The 30°/60° wrench allows 4 different approaches to each jam nut nestled inside the jumble. I'm never leaving it out of the box again. I wasted at least an hour of misery. Not a lesson I'll learn again.

Do yourself a favor and get a set of these wrenches if you work in industrial machinery.

I am not a SnapOff fan but their version is pretty nice. The Capri set works and feels better than the Tekton.
 
I will add tears to your blood and sweat ! :grin: Those aren't bent on angles yet so you had it made . ;) Isn't it amazing where you find nuts and bolts on equipment ? The guilty designers should be required to work on the machines for a year before handing over to mechanics . :encourage:
 
I had mac wrenches like those, gave them to my son.
I believe the Mac wrenches are 15⁰/60⁰. That combination of angles is near completely useless compared to the 30⁰/60⁰. Seriously. The difference is astonishing.
 
I had to hang a light up here at the son and DIL's house yesterday . I left some tools last year when I was up but no wire strippers I found out . I have 3 more to hang and sent the wife and daughter out for a pair . Took me close to an hour yesterday to strip the wires with a knife on the Gerber tool . :grin: Today , @Dabbler stopped in for a while and did some things in the garage .Got to talk for a few hours :encourage: It's nice having the correct tools for the job .
 
I have a set of 30/60 deg wrenches that I use at work for hydraulic plumbing. Mine are Martin brand. There’s times when they’re the only thing that will work.IMG_2938.jpegIMG_2937.jpeg
 
I have a set of 30/60 deg wrenches that I use at work for hydraulic plumbing. Mine are Martin brand. There’s times when they’re the only thing that will work.
I have a 13mm Martin but it is 15⁰/60⁰. I dropped it for the SnapOff 30⁰/60⁰
 
I have a set of 30/60 deg wrenches that I use at work for hydraulic plumbing. Mine are Martin brand. There’s times when they’re the only thing that will work
Here were our 48 presses . 95 feet high , all hydraulic motors and rolls . If it wasn't for hydraulic leaks , air leaks , ink leaks , coolant leaks ...................I wasn't needed ! :grin: 4 high Goss Colorliners .

 
Here were our 48 presses . 95 feet high , all hydraulic motors and rolls . If it wasn't for hydraulic leaks , air leaks , ink leaks , coolant leaks ...................I wasn't needed ! :grin: 4 high Goss Colorliners .
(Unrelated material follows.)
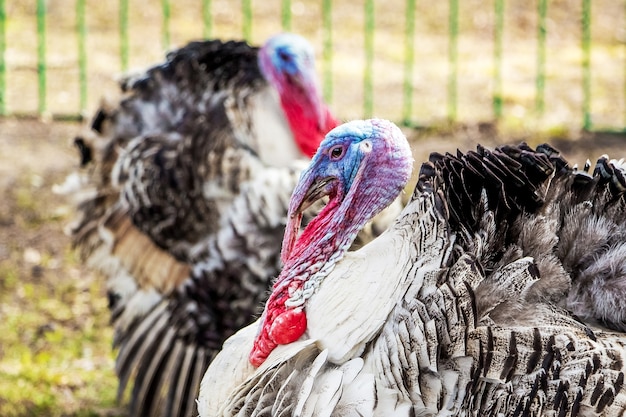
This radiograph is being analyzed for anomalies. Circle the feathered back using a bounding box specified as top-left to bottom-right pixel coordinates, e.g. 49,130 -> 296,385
418,144 -> 626,330
199,144 -> 626,416
58,35 -> 398,416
I will never get tired of learning how things are made.
 
I worked a short 6 months at a printing plant. This was in 1980-81, and we were printing the Saturday/Sunday comics for most of the east of the Mississippi papers. The press was originally used by either Playboy or Penthouse, cannot remember which. 3 4 color sections with paper dust and inks in the air for us to breath in. These were oil paper inks. The more modern offset presses in the other section of the plant used a water based ink but they ran even hotter than the machine I was on. I left as I was coughing up crap all the time. Not a great place to work in. Greater Buffalo Press closed a few years ago.